It is called the sursum corda – “Lift up your hearts.” It signals an essential feature of the liturgy. It is about the lifting up of our hearts in Christ. It is prayer: our seeking from God what God seeks for us. The Feast of the Ascension, so often overlooked and under appreciated, is the culmination of the Resurrection and its meaning for us in our lives of prayer and service. Luke, in Acts, gives us a profound image of the ‘event’, as it were, of the Ascension which complements Mark’s equally explicit account of his being “received up into heaven.”

Throughout Eastertide, as we have seen, Jesus has been preparing us for his twofold departure  from us, first, in his Passion and Death and, second, in his Resurrection and Ascension. These motions, we have suggested, signal the gathering of all things into unity in God from whom all things come; in short, the redemption and restoration of creation and of our humanity. It is not something static but shows the dynamic of God towards us and the direction of the motions of our hearts and minds towards God. The images of hearing and seeing are instructive about the classical faculties of human character. Both Luke and Mark call attention to what is spoken and heard and to what is seen and behold. Hearing and seeing are the two most spiritual and intellectual of the human senses that open us out to what is known and grasped in thought; essentially, we are spiritual creatures defined by the faculties of knowing and willing or loving.

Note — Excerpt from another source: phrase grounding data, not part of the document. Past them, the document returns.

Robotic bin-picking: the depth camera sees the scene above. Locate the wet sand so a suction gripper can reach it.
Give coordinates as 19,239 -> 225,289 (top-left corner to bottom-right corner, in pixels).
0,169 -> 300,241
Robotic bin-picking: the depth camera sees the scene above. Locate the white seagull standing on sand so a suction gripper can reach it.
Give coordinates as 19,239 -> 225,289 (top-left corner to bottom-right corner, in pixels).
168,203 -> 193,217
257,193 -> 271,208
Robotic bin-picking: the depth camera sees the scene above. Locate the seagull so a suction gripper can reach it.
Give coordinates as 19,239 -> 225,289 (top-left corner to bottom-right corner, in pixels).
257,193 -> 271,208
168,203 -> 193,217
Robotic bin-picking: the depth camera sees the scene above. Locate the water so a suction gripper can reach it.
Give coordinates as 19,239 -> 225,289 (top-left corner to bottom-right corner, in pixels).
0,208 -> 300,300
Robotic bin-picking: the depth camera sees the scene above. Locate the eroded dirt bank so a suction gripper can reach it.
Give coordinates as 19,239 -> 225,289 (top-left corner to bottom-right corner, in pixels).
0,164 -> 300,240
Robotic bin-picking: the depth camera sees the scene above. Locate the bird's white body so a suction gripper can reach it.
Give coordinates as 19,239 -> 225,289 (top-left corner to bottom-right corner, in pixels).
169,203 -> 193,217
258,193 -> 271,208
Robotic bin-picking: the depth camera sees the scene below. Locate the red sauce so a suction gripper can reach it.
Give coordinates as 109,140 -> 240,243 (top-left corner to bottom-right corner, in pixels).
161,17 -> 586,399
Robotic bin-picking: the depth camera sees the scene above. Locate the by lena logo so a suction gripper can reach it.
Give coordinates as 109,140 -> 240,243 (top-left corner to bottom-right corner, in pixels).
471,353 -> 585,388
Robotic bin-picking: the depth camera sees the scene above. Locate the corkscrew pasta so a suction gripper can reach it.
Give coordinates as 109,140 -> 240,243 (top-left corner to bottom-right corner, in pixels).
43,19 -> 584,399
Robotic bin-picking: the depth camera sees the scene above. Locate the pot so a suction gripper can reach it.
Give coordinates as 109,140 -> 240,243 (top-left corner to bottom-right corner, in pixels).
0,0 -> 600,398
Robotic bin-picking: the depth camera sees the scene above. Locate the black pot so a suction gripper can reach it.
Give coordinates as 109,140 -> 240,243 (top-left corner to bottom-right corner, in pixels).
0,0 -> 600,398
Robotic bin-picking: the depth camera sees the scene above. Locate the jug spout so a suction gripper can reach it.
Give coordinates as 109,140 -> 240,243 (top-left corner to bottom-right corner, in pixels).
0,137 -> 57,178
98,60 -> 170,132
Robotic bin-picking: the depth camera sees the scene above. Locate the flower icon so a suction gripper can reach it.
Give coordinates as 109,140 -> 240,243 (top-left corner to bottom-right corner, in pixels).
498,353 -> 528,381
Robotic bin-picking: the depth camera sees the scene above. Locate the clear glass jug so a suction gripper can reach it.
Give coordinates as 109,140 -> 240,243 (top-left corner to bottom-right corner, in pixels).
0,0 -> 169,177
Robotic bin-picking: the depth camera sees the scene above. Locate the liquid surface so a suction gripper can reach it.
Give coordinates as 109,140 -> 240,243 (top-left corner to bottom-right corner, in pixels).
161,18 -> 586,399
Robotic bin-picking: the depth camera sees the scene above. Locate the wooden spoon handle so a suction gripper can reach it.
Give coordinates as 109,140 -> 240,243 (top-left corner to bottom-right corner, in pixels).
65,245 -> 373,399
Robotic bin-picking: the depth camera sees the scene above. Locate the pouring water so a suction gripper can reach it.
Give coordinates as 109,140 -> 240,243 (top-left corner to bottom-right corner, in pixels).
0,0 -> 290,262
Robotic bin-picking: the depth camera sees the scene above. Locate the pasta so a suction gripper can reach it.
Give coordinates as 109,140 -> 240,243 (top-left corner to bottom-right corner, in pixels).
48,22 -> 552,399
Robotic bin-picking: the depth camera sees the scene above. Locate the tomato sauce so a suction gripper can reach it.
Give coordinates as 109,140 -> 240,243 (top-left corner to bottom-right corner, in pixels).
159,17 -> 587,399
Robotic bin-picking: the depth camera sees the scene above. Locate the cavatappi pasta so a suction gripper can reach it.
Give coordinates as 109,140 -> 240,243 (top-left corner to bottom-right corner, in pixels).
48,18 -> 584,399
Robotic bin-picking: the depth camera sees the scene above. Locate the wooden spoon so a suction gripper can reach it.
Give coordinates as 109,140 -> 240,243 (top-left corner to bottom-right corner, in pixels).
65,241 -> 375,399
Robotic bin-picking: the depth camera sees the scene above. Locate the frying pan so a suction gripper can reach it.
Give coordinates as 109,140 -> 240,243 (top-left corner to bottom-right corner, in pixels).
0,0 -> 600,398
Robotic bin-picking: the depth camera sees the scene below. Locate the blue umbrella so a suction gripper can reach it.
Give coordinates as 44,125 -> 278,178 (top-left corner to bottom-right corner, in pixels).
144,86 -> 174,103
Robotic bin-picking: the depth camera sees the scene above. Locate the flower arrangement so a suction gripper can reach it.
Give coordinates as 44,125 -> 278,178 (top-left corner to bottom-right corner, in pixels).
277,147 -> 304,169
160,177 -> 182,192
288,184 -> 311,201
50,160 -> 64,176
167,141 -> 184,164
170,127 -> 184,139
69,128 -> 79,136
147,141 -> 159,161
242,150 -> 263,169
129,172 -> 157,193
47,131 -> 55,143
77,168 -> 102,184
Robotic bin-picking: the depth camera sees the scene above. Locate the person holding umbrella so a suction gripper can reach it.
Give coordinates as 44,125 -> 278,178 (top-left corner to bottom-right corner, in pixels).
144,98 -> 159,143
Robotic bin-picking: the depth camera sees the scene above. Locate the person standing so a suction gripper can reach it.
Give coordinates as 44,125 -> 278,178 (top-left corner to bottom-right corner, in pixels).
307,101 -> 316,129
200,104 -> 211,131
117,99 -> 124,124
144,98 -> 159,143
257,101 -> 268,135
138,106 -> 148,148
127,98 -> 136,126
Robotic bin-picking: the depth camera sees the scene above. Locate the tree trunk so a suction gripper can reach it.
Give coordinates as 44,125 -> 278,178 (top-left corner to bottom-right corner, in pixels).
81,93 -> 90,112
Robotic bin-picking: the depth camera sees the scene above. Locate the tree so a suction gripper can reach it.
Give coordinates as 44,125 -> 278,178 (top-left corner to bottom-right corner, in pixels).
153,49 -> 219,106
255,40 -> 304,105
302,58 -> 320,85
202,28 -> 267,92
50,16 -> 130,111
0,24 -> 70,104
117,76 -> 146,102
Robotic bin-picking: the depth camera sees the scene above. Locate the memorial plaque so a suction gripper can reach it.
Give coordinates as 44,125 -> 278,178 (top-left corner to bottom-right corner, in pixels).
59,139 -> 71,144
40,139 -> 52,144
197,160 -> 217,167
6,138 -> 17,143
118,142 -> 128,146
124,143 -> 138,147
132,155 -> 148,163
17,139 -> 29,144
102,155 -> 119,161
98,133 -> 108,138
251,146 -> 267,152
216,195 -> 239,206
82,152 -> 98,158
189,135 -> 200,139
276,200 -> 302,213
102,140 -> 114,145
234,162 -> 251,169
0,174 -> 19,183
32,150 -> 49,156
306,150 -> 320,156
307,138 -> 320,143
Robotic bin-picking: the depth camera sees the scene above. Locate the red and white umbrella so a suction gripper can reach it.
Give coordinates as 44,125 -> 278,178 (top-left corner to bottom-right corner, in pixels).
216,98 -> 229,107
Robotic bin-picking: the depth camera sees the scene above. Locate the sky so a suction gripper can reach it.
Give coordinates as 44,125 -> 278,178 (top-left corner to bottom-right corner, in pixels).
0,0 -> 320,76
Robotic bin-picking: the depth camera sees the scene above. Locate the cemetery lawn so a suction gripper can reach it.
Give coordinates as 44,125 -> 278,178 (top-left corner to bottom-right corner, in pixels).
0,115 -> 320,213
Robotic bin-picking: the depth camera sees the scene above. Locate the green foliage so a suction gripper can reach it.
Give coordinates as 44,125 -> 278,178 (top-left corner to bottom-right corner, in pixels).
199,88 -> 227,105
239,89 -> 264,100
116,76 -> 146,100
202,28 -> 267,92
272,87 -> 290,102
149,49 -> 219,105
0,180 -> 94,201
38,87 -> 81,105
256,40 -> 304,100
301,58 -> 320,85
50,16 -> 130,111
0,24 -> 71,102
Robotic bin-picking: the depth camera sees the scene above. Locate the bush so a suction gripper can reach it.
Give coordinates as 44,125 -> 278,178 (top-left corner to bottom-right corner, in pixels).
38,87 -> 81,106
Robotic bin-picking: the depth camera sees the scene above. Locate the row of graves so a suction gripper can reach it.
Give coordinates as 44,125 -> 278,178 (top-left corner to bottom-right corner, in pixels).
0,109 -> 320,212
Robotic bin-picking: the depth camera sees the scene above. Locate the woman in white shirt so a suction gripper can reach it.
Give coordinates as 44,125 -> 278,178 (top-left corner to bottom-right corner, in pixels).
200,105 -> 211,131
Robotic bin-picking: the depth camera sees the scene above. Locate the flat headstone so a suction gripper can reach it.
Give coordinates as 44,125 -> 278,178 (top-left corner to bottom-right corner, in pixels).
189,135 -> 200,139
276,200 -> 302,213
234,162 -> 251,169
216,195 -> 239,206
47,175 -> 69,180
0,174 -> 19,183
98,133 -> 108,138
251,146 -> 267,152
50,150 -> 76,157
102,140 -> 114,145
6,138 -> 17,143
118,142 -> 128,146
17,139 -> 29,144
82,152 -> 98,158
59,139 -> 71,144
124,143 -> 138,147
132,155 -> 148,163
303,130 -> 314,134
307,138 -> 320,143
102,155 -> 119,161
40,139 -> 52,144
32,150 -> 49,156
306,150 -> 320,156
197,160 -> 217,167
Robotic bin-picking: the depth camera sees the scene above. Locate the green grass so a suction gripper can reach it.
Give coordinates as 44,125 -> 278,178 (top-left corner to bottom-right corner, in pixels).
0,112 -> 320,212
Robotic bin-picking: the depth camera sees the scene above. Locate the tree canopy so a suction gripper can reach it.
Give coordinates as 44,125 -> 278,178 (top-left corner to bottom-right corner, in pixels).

“A cloud received him out of their sight,” Luke tells us in Acts. That cloud is the shekinah of God, an image of the overarching cloud of God’s glory that embraces the whole of creation within itself. It, too, is an image of the radical gathering of all things to God, namely the idea of the whole of creation as embraced in the dynamic of the life of God as Trinity. It is not about a flight from the world as if it were something evil in its materiality and being. Heaven, after all, is not a place, but rather, to use a Jewish expression, the place of all places, in short, God.